Effect of Oat β- glucan as a Fat Replacer on Physicochemical, Rheological and Sensory Properties of low-fat Sheep Milk Yoghurt
DOI:
https://doi.org/10.21271/ZJPAS.37.1.10Keywords:
Beta-glucan, Food, Sheep milk, Low fat, Physiochemical of yoghurtAbstract
The notion of yoghurt's positive impact on human health and nutrition has been widely held throughout several civilizations for a considerable duration. The aim of this study is to examine the benefits of adding oat beta glucan to skim milk in order to enhance the production of yogurt. An investigation was conducted on yogurt samples to analyze their physicochemical properties (pH, titratable acidity, syneresis, water-holding capacity (WHC), and hardness) as well as their sensory qualities. The samples were stored at a temperature of 4±1 °C for 1, 7, 14, and 21 days.

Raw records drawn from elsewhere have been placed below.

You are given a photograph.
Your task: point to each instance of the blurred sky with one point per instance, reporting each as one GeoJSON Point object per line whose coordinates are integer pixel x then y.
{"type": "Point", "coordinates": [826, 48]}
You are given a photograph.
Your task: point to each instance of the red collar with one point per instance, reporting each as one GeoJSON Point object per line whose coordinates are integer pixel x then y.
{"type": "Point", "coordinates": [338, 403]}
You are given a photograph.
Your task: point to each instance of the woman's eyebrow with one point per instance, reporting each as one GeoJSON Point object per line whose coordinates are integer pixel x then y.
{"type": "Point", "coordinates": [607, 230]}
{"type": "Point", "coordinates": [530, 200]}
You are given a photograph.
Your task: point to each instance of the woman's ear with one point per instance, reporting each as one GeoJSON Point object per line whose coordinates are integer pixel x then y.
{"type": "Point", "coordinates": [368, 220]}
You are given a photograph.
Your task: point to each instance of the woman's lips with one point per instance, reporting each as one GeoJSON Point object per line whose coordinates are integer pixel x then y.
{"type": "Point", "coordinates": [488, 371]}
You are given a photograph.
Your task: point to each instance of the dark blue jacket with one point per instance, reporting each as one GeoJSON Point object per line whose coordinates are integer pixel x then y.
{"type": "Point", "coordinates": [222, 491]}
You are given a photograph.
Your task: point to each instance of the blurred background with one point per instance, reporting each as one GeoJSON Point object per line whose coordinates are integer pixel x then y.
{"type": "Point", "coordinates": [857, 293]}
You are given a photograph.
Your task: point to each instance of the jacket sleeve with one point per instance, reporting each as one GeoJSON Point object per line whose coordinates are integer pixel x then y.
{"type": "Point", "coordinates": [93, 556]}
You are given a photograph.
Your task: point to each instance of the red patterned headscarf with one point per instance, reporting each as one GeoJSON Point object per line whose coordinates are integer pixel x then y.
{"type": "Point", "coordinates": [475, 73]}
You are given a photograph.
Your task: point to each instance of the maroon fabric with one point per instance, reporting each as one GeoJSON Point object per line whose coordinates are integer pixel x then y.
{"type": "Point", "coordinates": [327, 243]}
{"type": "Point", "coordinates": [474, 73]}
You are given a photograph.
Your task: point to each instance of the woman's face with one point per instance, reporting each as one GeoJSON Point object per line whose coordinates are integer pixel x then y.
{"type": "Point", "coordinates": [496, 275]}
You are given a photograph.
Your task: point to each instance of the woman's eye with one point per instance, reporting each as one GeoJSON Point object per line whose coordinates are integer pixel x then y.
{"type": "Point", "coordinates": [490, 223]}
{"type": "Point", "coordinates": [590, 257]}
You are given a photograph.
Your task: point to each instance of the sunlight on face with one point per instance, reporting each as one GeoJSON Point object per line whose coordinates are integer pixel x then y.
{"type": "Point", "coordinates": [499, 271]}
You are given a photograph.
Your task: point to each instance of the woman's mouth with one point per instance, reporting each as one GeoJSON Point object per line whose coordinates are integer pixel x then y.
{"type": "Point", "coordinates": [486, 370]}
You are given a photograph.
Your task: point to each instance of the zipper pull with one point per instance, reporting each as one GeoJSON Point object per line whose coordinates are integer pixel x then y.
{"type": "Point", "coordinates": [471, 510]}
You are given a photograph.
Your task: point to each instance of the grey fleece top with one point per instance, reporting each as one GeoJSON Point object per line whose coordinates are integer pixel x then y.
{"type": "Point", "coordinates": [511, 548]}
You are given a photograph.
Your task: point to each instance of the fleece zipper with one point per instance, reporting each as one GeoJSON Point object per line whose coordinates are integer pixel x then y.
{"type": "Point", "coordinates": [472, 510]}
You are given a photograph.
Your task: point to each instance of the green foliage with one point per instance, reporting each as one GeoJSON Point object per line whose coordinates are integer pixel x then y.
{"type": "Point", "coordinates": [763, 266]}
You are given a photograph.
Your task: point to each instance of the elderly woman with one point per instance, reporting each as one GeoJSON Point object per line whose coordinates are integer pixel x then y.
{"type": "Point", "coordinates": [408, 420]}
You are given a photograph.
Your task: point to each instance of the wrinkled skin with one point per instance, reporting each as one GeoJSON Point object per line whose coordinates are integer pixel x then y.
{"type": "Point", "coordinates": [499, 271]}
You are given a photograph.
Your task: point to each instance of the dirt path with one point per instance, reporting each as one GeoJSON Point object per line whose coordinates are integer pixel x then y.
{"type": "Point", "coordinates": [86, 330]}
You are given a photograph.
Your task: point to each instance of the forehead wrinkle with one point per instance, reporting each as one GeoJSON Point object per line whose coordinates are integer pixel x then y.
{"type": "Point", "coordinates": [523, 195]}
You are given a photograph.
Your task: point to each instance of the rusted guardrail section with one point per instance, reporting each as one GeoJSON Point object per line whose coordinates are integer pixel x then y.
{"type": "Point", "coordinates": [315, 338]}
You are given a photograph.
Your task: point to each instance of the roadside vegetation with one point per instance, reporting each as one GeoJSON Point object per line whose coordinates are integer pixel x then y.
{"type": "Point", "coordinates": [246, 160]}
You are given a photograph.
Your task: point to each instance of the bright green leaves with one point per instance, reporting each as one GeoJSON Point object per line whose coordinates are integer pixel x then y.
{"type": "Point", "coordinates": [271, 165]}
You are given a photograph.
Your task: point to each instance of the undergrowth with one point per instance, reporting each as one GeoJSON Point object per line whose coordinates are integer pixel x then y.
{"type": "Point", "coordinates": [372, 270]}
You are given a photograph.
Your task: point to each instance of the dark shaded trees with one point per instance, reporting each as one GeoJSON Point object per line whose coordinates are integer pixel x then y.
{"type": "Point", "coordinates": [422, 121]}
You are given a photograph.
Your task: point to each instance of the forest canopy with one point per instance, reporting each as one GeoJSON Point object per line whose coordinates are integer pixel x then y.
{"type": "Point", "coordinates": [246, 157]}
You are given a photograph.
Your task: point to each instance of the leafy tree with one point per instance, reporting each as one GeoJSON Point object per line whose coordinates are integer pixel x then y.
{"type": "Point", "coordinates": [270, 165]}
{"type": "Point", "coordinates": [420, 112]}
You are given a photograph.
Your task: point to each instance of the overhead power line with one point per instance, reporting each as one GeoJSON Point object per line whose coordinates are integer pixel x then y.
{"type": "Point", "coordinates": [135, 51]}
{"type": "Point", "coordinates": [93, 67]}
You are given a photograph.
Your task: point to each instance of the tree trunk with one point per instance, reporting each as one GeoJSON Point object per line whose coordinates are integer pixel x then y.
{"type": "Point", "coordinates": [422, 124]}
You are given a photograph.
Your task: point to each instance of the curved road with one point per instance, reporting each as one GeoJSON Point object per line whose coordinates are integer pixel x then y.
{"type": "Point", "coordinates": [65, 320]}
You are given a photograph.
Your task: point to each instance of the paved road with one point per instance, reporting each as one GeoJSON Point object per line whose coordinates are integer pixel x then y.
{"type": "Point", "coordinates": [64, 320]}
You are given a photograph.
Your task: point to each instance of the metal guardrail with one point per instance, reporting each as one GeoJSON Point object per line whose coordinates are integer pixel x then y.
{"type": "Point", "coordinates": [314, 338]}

The analysis revealed that the average pH value of both types of sheep milk samples was within the range of 6.6 to 6.5, indicating that the acidity level was within the usual range for all milk compositions. The yoghurt samples had the maximum acidity at beta glucan concentrations of 0.75% and 1%. The study is shown that the addition of oat β-glucan, particularly at a concentration of 0.25%, enhances the qualitative characteristics of low-fat yogurt and increases sensory evaluation ratings when compared to control treatments.